Lets add a constant symbol $V$ to the signature of the language of set theory. So working in first order logic with equality, add the following axioms about $\in $ and $V$.
Extensionality: $\forall x \forall y (\forall z (z \in x \leftrightarrow z \in y) \to x=y)$
Set construction (reflection): if $\phi$ is a formula in which all and only symbols $y,x_1,..,x_n$ occur free, and non of them occur bound, in which the symbol $V$ doesn't occur, then: $$\forall x_1 \in V,...,\forall x_n \in V \\ \forall y (\phi \to y \in V) \to \exists x \in V \forall y (y \in x \leftrightarrow \phi)$$; is an axiom.

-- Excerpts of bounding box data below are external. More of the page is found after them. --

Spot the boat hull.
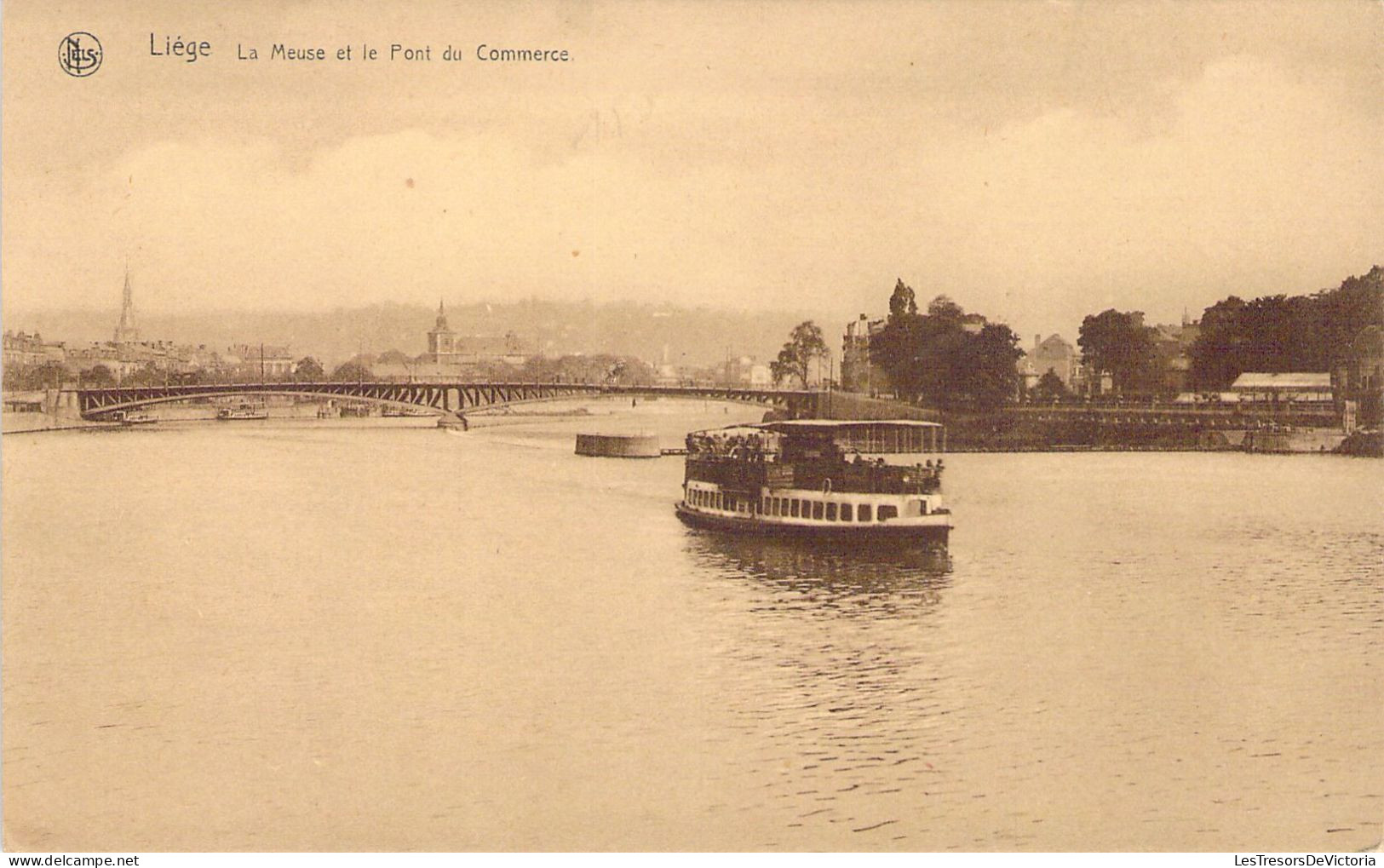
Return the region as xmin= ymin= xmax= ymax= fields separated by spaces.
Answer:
xmin=674 ymin=503 xmax=950 ymax=545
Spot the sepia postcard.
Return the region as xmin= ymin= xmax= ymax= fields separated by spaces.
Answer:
xmin=0 ymin=0 xmax=1384 ymax=865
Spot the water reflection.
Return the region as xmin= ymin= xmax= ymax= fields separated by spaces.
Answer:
xmin=686 ymin=530 xmax=952 ymax=605
xmin=686 ymin=532 xmax=956 ymax=848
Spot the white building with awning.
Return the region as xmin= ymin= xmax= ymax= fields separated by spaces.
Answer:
xmin=1231 ymin=371 xmax=1331 ymax=401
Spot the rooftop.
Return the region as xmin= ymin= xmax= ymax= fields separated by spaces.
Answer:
xmin=1231 ymin=371 xmax=1331 ymax=390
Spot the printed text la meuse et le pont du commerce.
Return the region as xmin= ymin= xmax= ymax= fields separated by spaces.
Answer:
xmin=150 ymin=33 xmax=571 ymax=64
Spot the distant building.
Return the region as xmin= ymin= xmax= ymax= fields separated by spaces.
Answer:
xmin=1335 ymin=325 xmax=1384 ymax=427
xmin=720 ymin=356 xmax=773 ymax=388
xmin=1231 ymin=371 xmax=1333 ymax=405
xmin=841 ymin=313 xmax=892 ymax=394
xmin=221 ymin=343 xmax=294 ymax=381
xmin=0 ymin=331 xmax=66 ymax=367
xmin=411 ymin=302 xmax=529 ymax=378
xmin=421 ymin=301 xmax=457 ymax=365
xmin=1019 ymin=334 xmax=1081 ymax=389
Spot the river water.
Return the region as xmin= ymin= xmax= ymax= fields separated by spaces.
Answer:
xmin=3 ymin=401 xmax=1384 ymax=851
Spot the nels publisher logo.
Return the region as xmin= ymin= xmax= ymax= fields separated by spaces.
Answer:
xmin=58 ymin=31 xmax=101 ymax=79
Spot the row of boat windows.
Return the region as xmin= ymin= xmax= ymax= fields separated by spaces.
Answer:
xmin=688 ymin=489 xmax=899 ymax=522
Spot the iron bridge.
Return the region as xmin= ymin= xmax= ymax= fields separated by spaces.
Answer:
xmin=72 ymin=381 xmax=821 ymax=418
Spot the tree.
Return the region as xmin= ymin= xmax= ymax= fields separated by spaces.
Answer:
xmin=294 ymin=356 xmax=327 ymax=382
xmin=870 ymin=281 xmax=1023 ymax=410
xmin=888 ymin=277 xmax=917 ymax=323
xmin=959 ymin=324 xmax=1025 ymax=410
xmin=1077 ymin=308 xmax=1157 ymax=392
xmin=332 ymin=360 xmax=375 ymax=382
xmin=1191 ymin=266 xmax=1384 ymax=389
xmin=927 ymin=295 xmax=966 ymax=323
xmin=770 ymin=321 xmax=819 ymax=389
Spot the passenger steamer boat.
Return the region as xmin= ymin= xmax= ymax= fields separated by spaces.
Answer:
xmin=677 ymin=419 xmax=952 ymax=545
xmin=216 ymin=401 xmax=268 ymax=423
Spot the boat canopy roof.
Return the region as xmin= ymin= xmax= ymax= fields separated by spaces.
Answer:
xmin=755 ymin=419 xmax=943 ymax=434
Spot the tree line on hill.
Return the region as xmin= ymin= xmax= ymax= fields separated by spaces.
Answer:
xmin=1191 ymin=266 xmax=1384 ymax=389
xmin=770 ymin=279 xmax=1025 ymax=410
xmin=1077 ymin=266 xmax=1384 ymax=394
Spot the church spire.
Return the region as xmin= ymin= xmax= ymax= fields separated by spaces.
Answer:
xmin=115 ymin=261 xmax=140 ymax=343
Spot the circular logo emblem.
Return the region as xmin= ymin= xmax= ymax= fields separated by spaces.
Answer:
xmin=58 ymin=31 xmax=101 ymax=79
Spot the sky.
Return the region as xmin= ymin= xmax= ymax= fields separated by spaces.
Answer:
xmin=0 ymin=0 xmax=1384 ymax=342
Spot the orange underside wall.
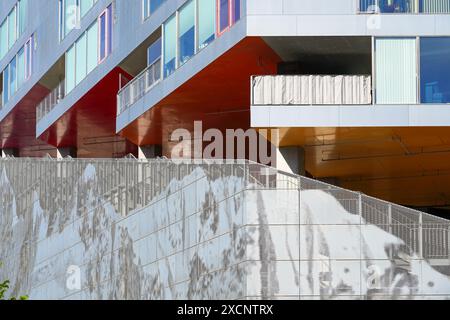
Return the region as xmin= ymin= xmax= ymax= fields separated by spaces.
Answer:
xmin=39 ymin=67 xmax=136 ymax=158
xmin=121 ymin=37 xmax=280 ymax=156
xmin=0 ymin=84 xmax=56 ymax=157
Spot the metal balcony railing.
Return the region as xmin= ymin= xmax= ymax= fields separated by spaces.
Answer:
xmin=359 ymin=0 xmax=450 ymax=14
xmin=36 ymin=80 xmax=65 ymax=121
xmin=251 ymin=75 xmax=372 ymax=105
xmin=117 ymin=59 xmax=161 ymax=115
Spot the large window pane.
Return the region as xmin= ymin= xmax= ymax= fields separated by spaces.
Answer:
xmin=164 ymin=16 xmax=177 ymax=77
xmin=63 ymin=0 xmax=78 ymax=36
xmin=17 ymin=48 xmax=25 ymax=88
xmin=420 ymin=37 xmax=450 ymax=103
xmin=147 ymin=38 xmax=161 ymax=66
xmin=179 ymin=0 xmax=195 ymax=65
xmin=9 ymin=58 xmax=17 ymax=96
xmin=219 ymin=0 xmax=230 ymax=32
xmin=375 ymin=38 xmax=417 ymax=104
xmin=19 ymin=0 xmax=28 ymax=34
xmin=142 ymin=0 xmax=150 ymax=19
xmin=79 ymin=0 xmax=94 ymax=17
xmin=420 ymin=0 xmax=450 ymax=13
xmin=66 ymin=46 xmax=75 ymax=93
xmin=379 ymin=0 xmax=417 ymax=13
xmin=98 ymin=6 xmax=112 ymax=61
xmin=150 ymin=0 xmax=166 ymax=14
xmin=232 ymin=0 xmax=241 ymax=23
xmin=106 ymin=5 xmax=113 ymax=56
xmin=25 ymin=35 xmax=34 ymax=79
xmin=0 ymin=20 xmax=8 ymax=59
xmin=359 ymin=0 xmax=378 ymax=12
xmin=3 ymin=67 xmax=9 ymax=105
xmin=87 ymin=22 xmax=98 ymax=73
xmin=8 ymin=7 xmax=17 ymax=48
xmin=75 ymin=33 xmax=87 ymax=85
xmin=198 ymin=0 xmax=216 ymax=49
xmin=98 ymin=12 xmax=106 ymax=61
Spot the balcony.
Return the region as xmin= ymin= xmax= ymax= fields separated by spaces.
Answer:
xmin=117 ymin=59 xmax=161 ymax=115
xmin=36 ymin=80 xmax=65 ymax=121
xmin=359 ymin=0 xmax=450 ymax=14
xmin=252 ymin=75 xmax=372 ymax=106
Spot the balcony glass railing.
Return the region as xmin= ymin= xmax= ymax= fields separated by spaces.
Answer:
xmin=117 ymin=59 xmax=161 ymax=115
xmin=359 ymin=0 xmax=450 ymax=14
xmin=252 ymin=75 xmax=372 ymax=105
xmin=36 ymin=80 xmax=65 ymax=121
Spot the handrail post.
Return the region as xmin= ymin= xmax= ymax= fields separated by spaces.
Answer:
xmin=447 ymin=224 xmax=450 ymax=262
xmin=418 ymin=213 xmax=423 ymax=259
xmin=388 ymin=203 xmax=392 ymax=234
xmin=358 ymin=192 xmax=363 ymax=217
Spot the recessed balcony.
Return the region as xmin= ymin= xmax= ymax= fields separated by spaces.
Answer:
xmin=117 ymin=59 xmax=161 ymax=115
xmin=252 ymin=75 xmax=372 ymax=106
xmin=359 ymin=0 xmax=450 ymax=14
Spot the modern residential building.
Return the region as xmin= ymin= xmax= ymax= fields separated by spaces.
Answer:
xmin=0 ymin=0 xmax=450 ymax=299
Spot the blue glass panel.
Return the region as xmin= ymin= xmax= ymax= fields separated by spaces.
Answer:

Set-hood: $\forall x \ (x \subsetneq V \leftrightarrow x \in V)$
Now this theory is formulated in the same langauge of Ackermann's, it share with it the first two axioms and the right to left implication of the third axiom. However the left to right implication of the third axiom is in some sense daunting! The idea here is that this theory doesn't have comprehension axioms about proper classes, clearly by the third axiom all classes the second axiom constructs are sets! If we just add the class comprehension schema of Ackermann, then we immediately get a contradiction, since the Russell class would be a set. Now this theory easily prove all axioms of Zermelo set theory, and I'd think that (if consistent) it might even be equi-interpretable with the full Ackermann's set theory itself. Its also to be noted that if instead of adding the symbol $V$ as a constant, we added it as a one place predicate symbol (and so every formula $x \in V$ would be turned to $V(x)$) [as it is the case in the original formulation of Ackermann's where he actually used the symbol $\mathcal M$ for that], then it appears that Infinity would not be provable, which proves that the way how $V$ is added as a primitive does matter as regards the consistency strength of extensions of fragments of Ackermann's set theory.
Question: What's the exact consistency strength of this theory?